Sind Menschen die sich so äußern für gehobene Positionen geeignet? chat.openai antwortet: „Menschen, die sich auf respektlose oder diskriminierende Weise äußern, sind möglicherweise nicht für gehobene Positionen geeignet, insbesondere wenn diese Positionen ein hohes Maß an sozialer Kompetenz und Sensibilität erfordern. In vielen Unternehmen und Organisationen wird Wert auf Diversität, Inklusion und eine offene Kommunikationskultur gelegt, um ein positives Arbeitsumfeld zu schaffen und die Leistung und Produktivität zu fördern. Eine respektvolle und tolerante Haltung gegenüber anderen ist daher eine wichtige Eigenschaft für Führungskräfte und andere Positionen in gehobenen Positionen.“ Damit ist doch alles gesagt.

Gunter Männl / 14.04.2023

„Die ossis sind entweder Kommunisten oder faschisten. Dazwischen tun sie es nicht. Eklig“ chat.openai antwortet: Diese Aussage ist unzutreffend und auch beleidigend. Es ist nicht fair, ganze Bevölkerungsgruppen aufgrund ihrer Herkunft oder politischen Ansichten zu verallgemeinern oder zu diskriminieren. Es gibt in Ostdeutschland, wie auch in Westdeutschland, Menschen mit verschiedenen politischen Überzeugungen und Weltanschauungen. Es ist wichtig, Vorurteile zu vermeiden und jeden Menschen individuell und unvoreingenommen zu betrachten. Recht nützlich diese KI

Stephan Bender / 14.04.2023

Sind Ost-Beauftragte schon „in der Demokratie angekommen“?—- Nein, natürlich nicht! Sonst wären sie ja “West-Beauftragte” geworden! Die haben es doch viel nötiger, nachdem sie sich 16 Jahre lang eine “nicht hilfreiche” Schrott-Uschi gewählt haben, die sie dann nach ihrem ostdeutschen Gusto regiert hat.
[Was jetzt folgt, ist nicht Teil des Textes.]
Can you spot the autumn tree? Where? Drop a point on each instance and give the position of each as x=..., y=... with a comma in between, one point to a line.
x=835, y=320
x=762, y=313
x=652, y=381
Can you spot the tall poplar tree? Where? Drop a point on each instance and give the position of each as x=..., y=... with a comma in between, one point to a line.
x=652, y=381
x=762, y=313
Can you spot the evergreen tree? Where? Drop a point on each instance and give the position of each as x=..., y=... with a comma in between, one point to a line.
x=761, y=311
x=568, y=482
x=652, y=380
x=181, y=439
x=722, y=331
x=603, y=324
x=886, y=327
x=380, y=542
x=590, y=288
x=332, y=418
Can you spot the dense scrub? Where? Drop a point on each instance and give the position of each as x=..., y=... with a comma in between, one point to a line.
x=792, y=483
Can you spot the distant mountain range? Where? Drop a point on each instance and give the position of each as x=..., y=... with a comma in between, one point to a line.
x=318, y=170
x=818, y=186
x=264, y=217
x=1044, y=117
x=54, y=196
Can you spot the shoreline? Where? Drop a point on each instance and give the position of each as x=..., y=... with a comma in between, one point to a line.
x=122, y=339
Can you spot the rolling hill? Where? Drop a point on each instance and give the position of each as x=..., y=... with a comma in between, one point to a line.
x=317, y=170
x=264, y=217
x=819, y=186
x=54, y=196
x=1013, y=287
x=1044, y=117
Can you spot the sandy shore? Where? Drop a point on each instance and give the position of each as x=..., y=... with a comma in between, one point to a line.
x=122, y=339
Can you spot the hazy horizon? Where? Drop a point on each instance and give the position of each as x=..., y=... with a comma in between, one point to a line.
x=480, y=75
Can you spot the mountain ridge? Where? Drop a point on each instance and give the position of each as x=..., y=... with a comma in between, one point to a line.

Werner Arning / 14.04.2023

Es gibt derzeit nicht viele Presseorgane, in welchen Regierungshandeln und grüne Vorhaben auch einmal kritisiert werden. BILD gehört zu diesen. In Ostdeutschland gibt es viele Kritiker. Diese gilt es, von westdeutschen Kritikern abzuspalten. Wie mache ich das? Indem ich sie gegeneinander aufhetze. Der Eine hat über den Anderen schlecht geredet. Diesen Skandal decke ich auf und empöre mich dann ausgiebig im Namen des Beleidigten. Uralter Propaganda-Trick.

Jürgen Fischer / 14.04.2023

@Silas Loy,  »Jetzt müsste Friede Springer eigentlich ebenso öffentlich den Kopf des “Ostbeauftragten” Carsten Schneider fordern.« Wie kommen Sie darauf? Beim letzten Kaffeekränzchen mit ihren Freundinnen Angela und Elisabeth hat erstere bestimmt zu ihr gesagt, so, jetzt sägst du ihn aber ab. Der hat so oft gegen mich gestichelt, jetzt kannst du mich endlich rächen. @Harald Hotz, gibt’s eine Quelle, dass „die innige Beziehung Friede Springer/A. Merkel Geschichte ist“? Dennoch: Seit ich bei Tichy gelesen habe, dass Döpfner bezüglich „zwei Geschlechter“ »korrigierend mit der Aussage ein[griff], der Springer-Verlag stehe künftig an der Seite der Trans-Aktivisten«, finde ich, dass es um den absolut nicht schade ist, wenn er von der publizistischen Bild-Fläche verschwindet.